C’est aussi que depuis sa première grande affaire aux Jeux de Londres, à vingt-six ans, Émile est inégalé, Émile est inégalable. Pendant les six années, les deux mille jours qui vont suivre, il sera l’homme qui court le plus vite sur Terre en longues distances. Au point que son patronyme devient aux yeux du monde l’incarnation de la puissance et de la rapidité, ce nom s’est engagé dans la petite armée des synonymes de la vitesse. Ce nom de Zatopek qui n’était rien, qui n’était rien qu’un drôle de nom, se met à claquer universellement en trois syllabes mobiles et mécaniques, valse impitoyable à trois temps, bruit de galop, vrombissement de turbine, cliquetis de bielles ou de soupapes scandé par le k final, précédé par le z initial qui va déjà très vite : on fait zzz et ça va tout de suite vite, comme si cette consonne était un starter. Sans compter que cette machine est lubrifiée par un prénom fluide : la burette d’huile Émile est fournie avec le moteur Zatopek.

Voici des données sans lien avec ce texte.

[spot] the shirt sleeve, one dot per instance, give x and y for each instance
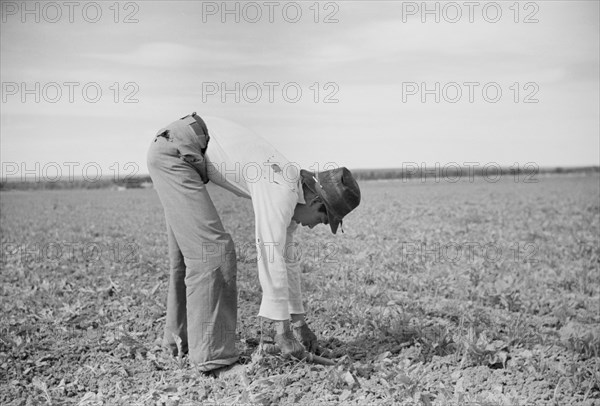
(273, 205)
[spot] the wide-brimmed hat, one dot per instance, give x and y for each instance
(338, 190)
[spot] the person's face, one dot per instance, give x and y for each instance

C’en serait même presque injuste : il y a eu d’autres grands artistes dans l’histoire de la course à pied. S’ils n’ont pas eu la même postérité, ne serait-ce pas que chaque fois leur nom tombait moins bien, n’était pas fait pour ça, ne collait pas aussi étroitement que celui d’Émile avec cette discipline – sauf peut-être Mimoun dont le patronyme sonne, lui, comme souffle un des noms du vent. Résultat, on les a oubliés, ce n’est pas plus compliqué, tant pis pour eux.

C’est donc peut-être au fond ce nom qui a fait sa gloire, du moins puissamment contribué à la forger, on peut se le demander. Se demander si ce n’est pas son rythme, son battement qui font qu’il parle encore à tout le monde et fera longtemps encore parler de lui, si ce n’est pas lui qui a fabriqué le mythe, écrit la légende – les noms peuvent aussi réaliser, à eux seuls, des exploits. Mais enfin n’exagérons rien. Tout ça est bien joli sauf qu’un patronyme, on peut lui faire dire ou évoquer ce qu’on veut. Émile eût-il été courtier en grains, peintre non-figuratif ou commissaire politique, on eût sans doute trouvé son nom tout à fait adapté à chacun de ces métiers, dénotant aussi bien la gestion rationnelle, l’abstraction lyrique ou le froid dans le dos. Ç’aurait chaque fois aussi bien collé.

A part ça, dès la fin de l’année, une petite annonce dans la presse fait savoir que le tableau d’affichage des Jeux d’Helsinki est à vendre. Il s’agit d’un ensemble de sept mille lampes en deux cents groupes de trente-cinq. Autre lumière, Joseph Staline s’éteint au début de l’année suivante et le président Gottwald, guide bien-aimé qui a pris froid pendant ses funérailles, meurt à Prague dès son retour de Moscou.